Per quanto riguarda la qualità nutrizionale, oltre alla determinazione del contenuto percentuale di umidità, proteine, lipidi e ceneri, verrà effettuata l’analisi della componente acidica mediante la preparazione degli esteri metilici degli acidi grassi (FAME) e analisi gascromatografica. Inoltre verrà effettuata l’analisi dei profili ossidativi lipidici e proteici (TBARS e ROS) e verrà valutata l’attività antiossidante dei formulati carnei in base alla capacità di scavenging dei radicali liberi di alcuni composti. La valutazione organolettica riguarderà la determinazione: a) dei parametri colorimetrici, b) del potere di ritenzione idrica, c) della forza di taglio (Warner-Brazler Shear Force, WBSF) e l’analisi del profilo tissurometrico (Texture profile analysis, TPA).

Risultati attesi

Il progetto si prefigge, dunque, di raggiungere diversi risultati:

• Lo sviluppo e l’ottimizzazione di nuove tecnologie di stabilizzazione dei prodotti carnei basati sull’impiego di radiazioni ionizzanti, accoppiati a particolari formulazioni alimentari, in grado di garantire la sicurezza alimentare di tali prodotti. Il principale parametro di valutazione sarà la totale inibizione dello sviluppo del Clostridium sporogens, in assenza o presenza di quantitativi notevolmente ridotti di nitriti e nitrati.

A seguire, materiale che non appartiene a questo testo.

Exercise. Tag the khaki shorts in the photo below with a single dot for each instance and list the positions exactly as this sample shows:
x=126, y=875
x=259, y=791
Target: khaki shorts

• Caratterizzazione del profilo microbiologico complessivo dei prodotti carnei irradiati. Tali parametri risulteranno significativi, assieme alla capacità del trattamento di non modificare in modo sostanziale le caratteristiche originali dei prodotti trattati, in relazione agli aspetti organolettici e nutrizionali.

• Studio dell’impronta chimica degli alimenti irradiati. Tale argomento rappresenta una nuova frontiera nella sorveglianza della sicurezza alimentare ed è fondamentale per rassicurare i consumatori sull’utilizzo di alimenti trattati con radiazioni ionizzanti. I risultati che si otterranno sotto l’aspetto lipidomico saranno utili sia ai fini della valutazione sulla composizione dei prodotti carnei irradiati, sia per lo sviluppo di nuovi approcci per l’identificazione del trattamento con radiazioni ionizzanti su tali matrici.

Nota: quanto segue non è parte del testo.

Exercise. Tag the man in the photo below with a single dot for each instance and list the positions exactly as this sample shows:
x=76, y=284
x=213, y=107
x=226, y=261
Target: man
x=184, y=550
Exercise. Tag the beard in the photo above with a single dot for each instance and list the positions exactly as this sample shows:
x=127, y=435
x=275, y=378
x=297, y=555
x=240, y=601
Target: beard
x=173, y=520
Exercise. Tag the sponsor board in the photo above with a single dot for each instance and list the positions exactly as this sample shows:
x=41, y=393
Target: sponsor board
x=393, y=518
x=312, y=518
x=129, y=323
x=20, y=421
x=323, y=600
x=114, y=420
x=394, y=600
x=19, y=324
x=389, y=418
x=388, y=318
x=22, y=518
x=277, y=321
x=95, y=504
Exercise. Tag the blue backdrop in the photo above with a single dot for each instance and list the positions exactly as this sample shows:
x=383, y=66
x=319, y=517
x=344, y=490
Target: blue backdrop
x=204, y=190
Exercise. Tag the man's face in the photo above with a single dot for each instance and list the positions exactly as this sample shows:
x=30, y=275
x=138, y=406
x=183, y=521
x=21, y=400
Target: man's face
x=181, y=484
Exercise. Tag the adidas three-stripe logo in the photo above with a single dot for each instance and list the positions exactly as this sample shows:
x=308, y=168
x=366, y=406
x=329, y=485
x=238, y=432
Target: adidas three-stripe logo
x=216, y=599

• Valutazione di un’estensione del campo di applicazione di tale innovazione tecnologica anche per altre combinazioni additivo/prodotto alimentare.

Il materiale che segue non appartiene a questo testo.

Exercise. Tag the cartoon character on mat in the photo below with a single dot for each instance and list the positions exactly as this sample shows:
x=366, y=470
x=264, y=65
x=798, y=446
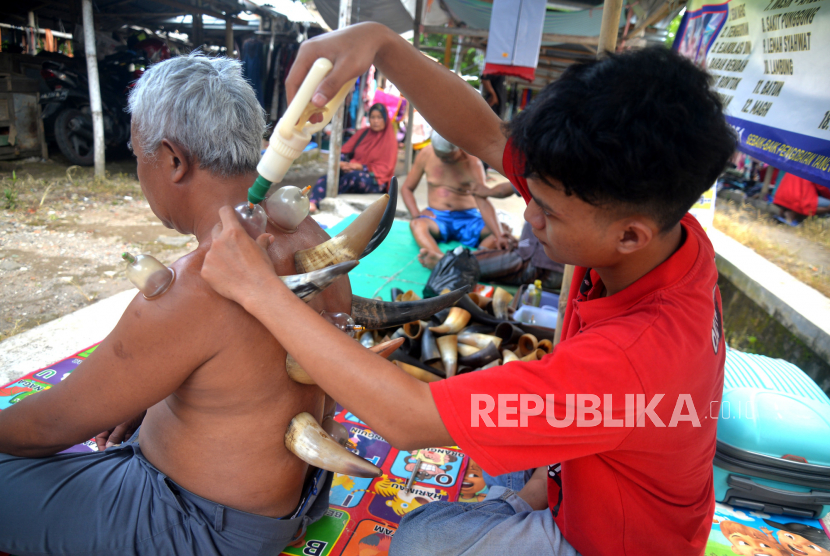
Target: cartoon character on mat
x=374, y=545
x=434, y=465
x=401, y=502
x=748, y=541
x=801, y=537
x=473, y=487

Il progetto di Ricerca “Valutazione dell’irraggiamento quale tecnica di stabilizzazione dei prodotti carnei alternativa all’impiego di nitriti e nitrati (M.A.R.I. – Meat Additives Replacement by Irradiation)” è stato finanziato dal Ministero della Salute, nell’ambito della Ricerca Corrente 2022 (Codice progetto: IZSPB 04/22 RC).